Wednesday, May 22, 2013

You know you're a brewer when...

Hah! I found this in my drafts folder, and thought I would share:

"The furnace at my house broke the other day. I noticed the house seemed colder than usual Monday morning, but didn't really think much of it.  I left for work and the house was still cold, but not that cold.  But that evening I received a text from my mother: Furnace broken. Sleeping at Nonnie's. "

The furnace was dead in the middle of January. We were staying in my grandparent's house to keep warm. And I had cider fermenting. I don't remember all the details, but by the time I got home from work, the house was in the 50's. I packed some clothes and toiletries for the night, grabbed the carboy of cider, and headed to a warmer house.

You see, my first thought when I got the text was not to worry about pipes bursting or houseplants dying or trying to sleep in a cold house. It was concern that the yeast I was using in the cider would not be happy fermenting below 65 degrees.

In the end, things worked out just dandy. The cider survived, fermented out completely, and is waiting to be bottled (probably this weekend).

10,000 Hours

I've been listening to Macklemore's Ten Thousand Hours (google it if you want to listen...), and it's got me thinking. The general theme of the song and Malcolm Gladwell's 10,000-Hour rule is this: to become truly great in your field, you should amass over 10,000 hours of experience. And while there are some that discredit this idea, arguing that lucky breaks and natural talent are just as important, the basic idea still remains.

If you want to be the best at something, spend time doing it.

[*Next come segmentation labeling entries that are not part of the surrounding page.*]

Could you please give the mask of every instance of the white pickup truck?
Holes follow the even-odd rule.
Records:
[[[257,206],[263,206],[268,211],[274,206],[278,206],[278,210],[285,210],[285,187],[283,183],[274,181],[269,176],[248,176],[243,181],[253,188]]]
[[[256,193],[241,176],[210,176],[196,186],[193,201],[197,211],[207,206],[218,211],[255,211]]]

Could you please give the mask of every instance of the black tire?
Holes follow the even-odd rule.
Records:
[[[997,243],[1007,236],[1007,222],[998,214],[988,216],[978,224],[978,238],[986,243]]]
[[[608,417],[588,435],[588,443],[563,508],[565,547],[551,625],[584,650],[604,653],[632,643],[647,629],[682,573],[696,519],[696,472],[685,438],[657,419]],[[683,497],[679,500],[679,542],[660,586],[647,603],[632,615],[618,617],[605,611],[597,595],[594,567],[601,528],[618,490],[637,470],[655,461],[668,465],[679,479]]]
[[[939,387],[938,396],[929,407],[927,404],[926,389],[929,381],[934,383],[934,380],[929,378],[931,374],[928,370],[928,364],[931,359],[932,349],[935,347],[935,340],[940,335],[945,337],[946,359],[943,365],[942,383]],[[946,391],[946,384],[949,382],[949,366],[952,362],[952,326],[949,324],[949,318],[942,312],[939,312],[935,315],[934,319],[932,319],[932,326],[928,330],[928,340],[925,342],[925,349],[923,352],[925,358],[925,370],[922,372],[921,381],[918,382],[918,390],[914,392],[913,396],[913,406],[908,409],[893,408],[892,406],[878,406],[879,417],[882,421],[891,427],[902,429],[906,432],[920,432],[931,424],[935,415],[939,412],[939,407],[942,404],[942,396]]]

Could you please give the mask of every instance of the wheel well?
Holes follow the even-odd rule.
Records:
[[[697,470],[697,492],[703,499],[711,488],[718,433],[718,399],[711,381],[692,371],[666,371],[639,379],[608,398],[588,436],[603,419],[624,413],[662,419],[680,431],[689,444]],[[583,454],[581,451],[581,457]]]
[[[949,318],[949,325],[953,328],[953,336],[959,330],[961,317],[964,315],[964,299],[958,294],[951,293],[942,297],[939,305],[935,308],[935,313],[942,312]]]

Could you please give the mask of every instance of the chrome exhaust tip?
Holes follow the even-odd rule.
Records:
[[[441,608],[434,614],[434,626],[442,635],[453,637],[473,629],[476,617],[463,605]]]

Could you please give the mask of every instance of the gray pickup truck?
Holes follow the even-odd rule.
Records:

Which is a problem for me. While I may not want to the the best brewer in the world, I sure as hell want to be a good one. And yet, I am not brewing (or studying brewing) often enough.  If you assume about 5 hours per batch of beer (brewing, racking, bottling, etc) and look at the number of batches I've made (around 30), I haven't even broken 4 digits. Even if we include time spent studying brewing techniques and related information  I'm still not sure I'm at 1000 hours. While I'm not hung up on the exact number of hours, the number is a quantitative answer to otherwise binary or qualitative questions (am I a good brewer/have I become a better brewer?).

And am I a good brewer? Given the feedback I've gotten from friends and family, I'd say yes. Most of the beer drinkers I know who have tried my brews have only (or at lest mostly) favorable things to say about my beers. One went as far as to tell me I consistently make the best home-brew he's tried (this might be partly due to the fact that I don't share the bad beers. I make myself drink them as punishment). However, I finally entered my first beer into a home-brew competition (hosted by Right Brain Brewery) and the results were not great. I had a average score of 33 out of 50.

Now there are several qualifiers I should through in. I don't know the number of entrants (though it was at least around 50. My beer was #47), I don't know the average score, and not every beer was reviewed by every judge. However, I can say that I did not win the overall competition, I did not win any of the style categories, and my beer only got a 30 from the Cicerone who judged. I'll post more about that beer and the feedback I got later.

The point is, there is definitely room for improvement. And how will I improve? By brewing over and over and over, learning from (and drinking) my mistakes, and celebrating my successes by repeating them (so I can understand what did work).